Somehow, the 48 hours went by and we took him back to the OT. We started removing the mops, slowly, very slowly, one at a time. It reminded me strangely of a poem I had read in my early schooling- The charge of the Light Brigade. “Into the Valley of Death, rode the Light Brigade”, it said. Reaching that little crevice in the upper part of his wound, where walls of muscle created a valley where a little stream of blood would flow to become a pool and then a flood was one of the most tense moments I’ve seen in my six months of operative surgery. The deeper towels were soaked thickly with blood, but they were otherwise dry. That was a good sign. We took that last towel out so slowly, it seemed like an eternity.

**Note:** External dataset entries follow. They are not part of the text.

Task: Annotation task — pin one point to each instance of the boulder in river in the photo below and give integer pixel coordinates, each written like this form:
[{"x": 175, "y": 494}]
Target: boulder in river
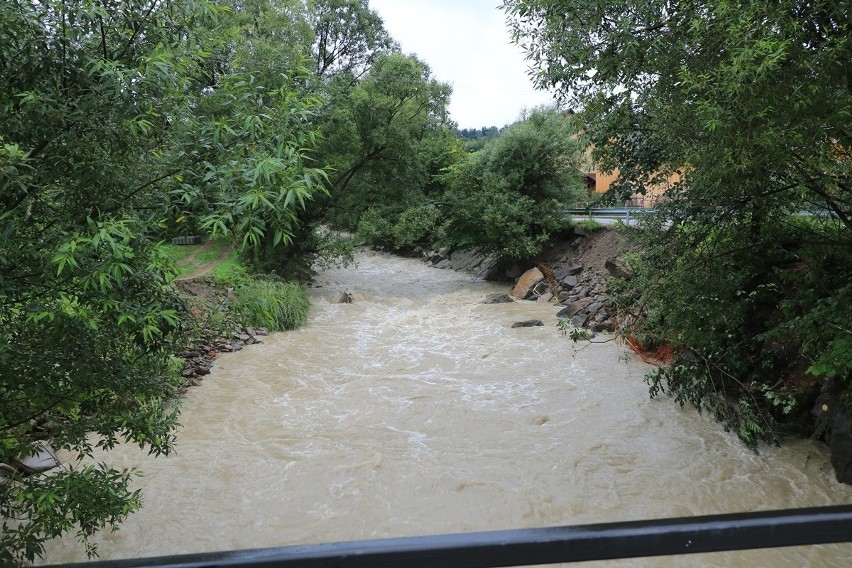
[
  {"x": 497, "y": 299},
  {"x": 528, "y": 323},
  {"x": 526, "y": 282}
]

And there it was, the ‘Valley of Death’. Clean, dry, without blood. We went a step further and washed the whole wound. There was no blood. We placed a drain, and closed him.


After ten days under our care, the boy improved. Not only did he not have any more bleeding, his health got better with repeated dialysis. It was a miracle he survived. He comes for his dialysis regularly like he used to. Someday soon, we might re-enter that valley, on peaceful terms, and transplant a new kidney there.